Cohen, who made his fortune selling online pet products retailer Chewy for $3.5 billion (nearly 28,880 crore) in 2017, joined GameStop’s board of directors in early 2021 and was elected chairman in June 2021.
With plans to convert the company into a Ecommerce A powerhouse, Cohen has revamped his top positions by hiring a number of senior executives Amazon.
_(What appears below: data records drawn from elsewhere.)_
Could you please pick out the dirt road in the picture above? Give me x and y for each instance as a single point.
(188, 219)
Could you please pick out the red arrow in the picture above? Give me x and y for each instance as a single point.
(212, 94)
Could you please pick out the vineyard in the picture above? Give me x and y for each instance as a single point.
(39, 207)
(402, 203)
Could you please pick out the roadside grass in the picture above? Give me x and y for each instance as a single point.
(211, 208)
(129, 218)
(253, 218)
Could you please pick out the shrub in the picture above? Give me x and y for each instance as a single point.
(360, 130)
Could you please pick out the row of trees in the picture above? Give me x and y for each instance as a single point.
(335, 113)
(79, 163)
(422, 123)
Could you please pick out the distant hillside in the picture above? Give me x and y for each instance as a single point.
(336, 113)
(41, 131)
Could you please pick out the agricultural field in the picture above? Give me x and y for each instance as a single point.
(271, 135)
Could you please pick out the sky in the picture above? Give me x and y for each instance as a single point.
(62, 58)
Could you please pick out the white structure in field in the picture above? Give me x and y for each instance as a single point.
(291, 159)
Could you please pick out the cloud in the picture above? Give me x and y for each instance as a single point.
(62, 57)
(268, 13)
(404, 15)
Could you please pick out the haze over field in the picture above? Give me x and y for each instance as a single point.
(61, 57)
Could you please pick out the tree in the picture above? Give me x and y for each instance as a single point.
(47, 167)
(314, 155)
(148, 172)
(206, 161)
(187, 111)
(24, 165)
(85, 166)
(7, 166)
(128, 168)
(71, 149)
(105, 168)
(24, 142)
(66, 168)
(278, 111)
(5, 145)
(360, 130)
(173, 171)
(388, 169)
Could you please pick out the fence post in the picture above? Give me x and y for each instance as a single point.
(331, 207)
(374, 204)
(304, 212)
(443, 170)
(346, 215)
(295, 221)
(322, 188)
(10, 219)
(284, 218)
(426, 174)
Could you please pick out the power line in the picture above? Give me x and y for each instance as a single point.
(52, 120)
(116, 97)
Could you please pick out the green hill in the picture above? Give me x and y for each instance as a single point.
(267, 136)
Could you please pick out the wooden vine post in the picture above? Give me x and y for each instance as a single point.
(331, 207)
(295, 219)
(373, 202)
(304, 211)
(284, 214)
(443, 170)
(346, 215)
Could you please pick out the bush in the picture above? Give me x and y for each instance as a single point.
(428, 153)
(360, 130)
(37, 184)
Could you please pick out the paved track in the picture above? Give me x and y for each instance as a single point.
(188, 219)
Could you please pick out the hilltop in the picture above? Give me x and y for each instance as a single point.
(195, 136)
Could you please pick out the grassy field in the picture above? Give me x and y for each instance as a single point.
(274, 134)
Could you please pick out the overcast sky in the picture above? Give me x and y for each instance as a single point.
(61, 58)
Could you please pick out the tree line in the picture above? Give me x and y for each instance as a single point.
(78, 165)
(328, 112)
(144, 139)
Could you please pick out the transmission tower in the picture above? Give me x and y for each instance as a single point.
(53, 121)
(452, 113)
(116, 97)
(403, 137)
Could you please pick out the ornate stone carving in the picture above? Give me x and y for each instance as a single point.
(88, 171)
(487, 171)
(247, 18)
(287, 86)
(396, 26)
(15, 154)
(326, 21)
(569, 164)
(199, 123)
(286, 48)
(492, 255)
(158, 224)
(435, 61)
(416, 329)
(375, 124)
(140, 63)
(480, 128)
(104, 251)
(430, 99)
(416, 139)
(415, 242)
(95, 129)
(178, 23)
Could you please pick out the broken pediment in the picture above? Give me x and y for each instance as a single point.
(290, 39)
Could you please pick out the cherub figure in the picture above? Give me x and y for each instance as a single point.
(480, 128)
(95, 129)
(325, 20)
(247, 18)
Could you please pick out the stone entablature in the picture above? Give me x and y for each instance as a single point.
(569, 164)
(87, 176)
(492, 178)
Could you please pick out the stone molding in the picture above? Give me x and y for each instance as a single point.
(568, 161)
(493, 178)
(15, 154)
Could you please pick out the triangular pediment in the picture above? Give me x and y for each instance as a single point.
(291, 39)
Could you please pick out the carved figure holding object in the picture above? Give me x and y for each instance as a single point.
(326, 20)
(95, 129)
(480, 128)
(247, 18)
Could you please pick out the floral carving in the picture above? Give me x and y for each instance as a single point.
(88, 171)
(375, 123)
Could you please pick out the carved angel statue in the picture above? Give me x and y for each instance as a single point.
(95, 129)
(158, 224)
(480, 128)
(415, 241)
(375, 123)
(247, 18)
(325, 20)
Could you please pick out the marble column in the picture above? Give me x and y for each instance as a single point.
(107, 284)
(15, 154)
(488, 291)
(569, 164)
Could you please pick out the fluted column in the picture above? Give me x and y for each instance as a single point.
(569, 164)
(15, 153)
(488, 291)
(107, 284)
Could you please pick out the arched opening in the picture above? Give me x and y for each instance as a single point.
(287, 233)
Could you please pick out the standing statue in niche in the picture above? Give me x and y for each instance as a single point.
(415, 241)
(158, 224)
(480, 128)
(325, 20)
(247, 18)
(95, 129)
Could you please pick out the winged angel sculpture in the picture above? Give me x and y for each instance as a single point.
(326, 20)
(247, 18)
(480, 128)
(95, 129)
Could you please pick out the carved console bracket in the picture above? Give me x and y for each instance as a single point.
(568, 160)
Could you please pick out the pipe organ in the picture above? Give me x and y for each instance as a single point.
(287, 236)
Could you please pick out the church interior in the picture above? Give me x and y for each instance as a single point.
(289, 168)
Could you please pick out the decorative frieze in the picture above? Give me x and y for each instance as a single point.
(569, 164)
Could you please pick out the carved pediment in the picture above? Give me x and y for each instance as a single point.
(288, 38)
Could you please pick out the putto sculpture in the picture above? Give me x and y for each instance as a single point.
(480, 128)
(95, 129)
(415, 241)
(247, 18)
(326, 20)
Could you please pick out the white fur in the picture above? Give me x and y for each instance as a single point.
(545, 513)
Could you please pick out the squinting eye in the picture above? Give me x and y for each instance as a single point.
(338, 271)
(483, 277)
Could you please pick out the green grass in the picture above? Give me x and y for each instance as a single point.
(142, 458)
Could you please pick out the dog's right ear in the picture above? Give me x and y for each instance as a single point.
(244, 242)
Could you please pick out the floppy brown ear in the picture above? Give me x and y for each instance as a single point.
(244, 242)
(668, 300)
But many of the new hires, often drawn from and vetted by Cohen’s personal network, didn’t last long.
Cohen has also scaled back plans to expand e-commerce, relying more heavily on GameStop’s brick-and-mortar stores and using them as places for customers to pick up online orders.
GameStop announced on Wednesday that net revenue for the three months ended April fell 10 percent to US$1.24 billion (nearly Rs.10,230 crore), marking the fourth straight decline in quarterly revenue.
Since announcing Furlong’s appointment, GameStop shares have lost more than half of their value and are down around 65 percent since June 2021. Cohen is the company’s largest investor.
Furlong isn’t the first top GameStop executive to leave the company after a short while. Former chief operating officer Jenna Owens left the company in October 2021, just seven months after joining, and former chief financial officer Michael Recupero, who was hired at the same time Furlong was hired, was fired last year.
The revolving door worried some analysts.
“It reflects the complete lack of strategy. They wanted to be like Amazon and hired at Amazon in 2021,” said Michael Pachter, an analyst at Wedbush Securities.
GameStop said it won’t be holding a conference call to discuss the quarter.
Mixed success
Since his initial investment in GameStop, Cohen has blossomed into an activist investor, a reputation he built on betting on Bed Bath & Beyond last year and more recently Alibaba and Nordstrom.
In each company, he pushed for change with mixed success. Bed Bath & Beyond, where he quickly settled with the company for seats on the board last year, filed for bankruptcy earlier this year. At Nordstrom, news of Cohen’s stake boosted its stock price, but then he quietly withdrew his nominations for two director candidates after urging the company to replace the Nordstrom director, who had previously been CEO of Bed Bath & Beyond. Nordstrom’s share price has fallen 29 percent over the past 52 weeks.
While Cohen joined GameStop after building Chewy into a powerhouse, industry analysts and some investors are now questioning his ability to revitalize other retail companies.
Wedbush Pachter said Cohen “is not fit to run a retail operation. … It’s like Elon Musk running for office.” Twitter.”
At Bed Bath, Cohen sold his stake in August, just months after the March settlement, sending the share price tumbling.
“While the ‘meme dealers’ love Ryan Cohen, this isn’t a ‘Plan A.’ This (GameStop) is a business in decline and a Hail Mary pass for investors who can count on Cohen to turn the tide,” said Thomas Hayes, chairman at Great Hill Capital LLC.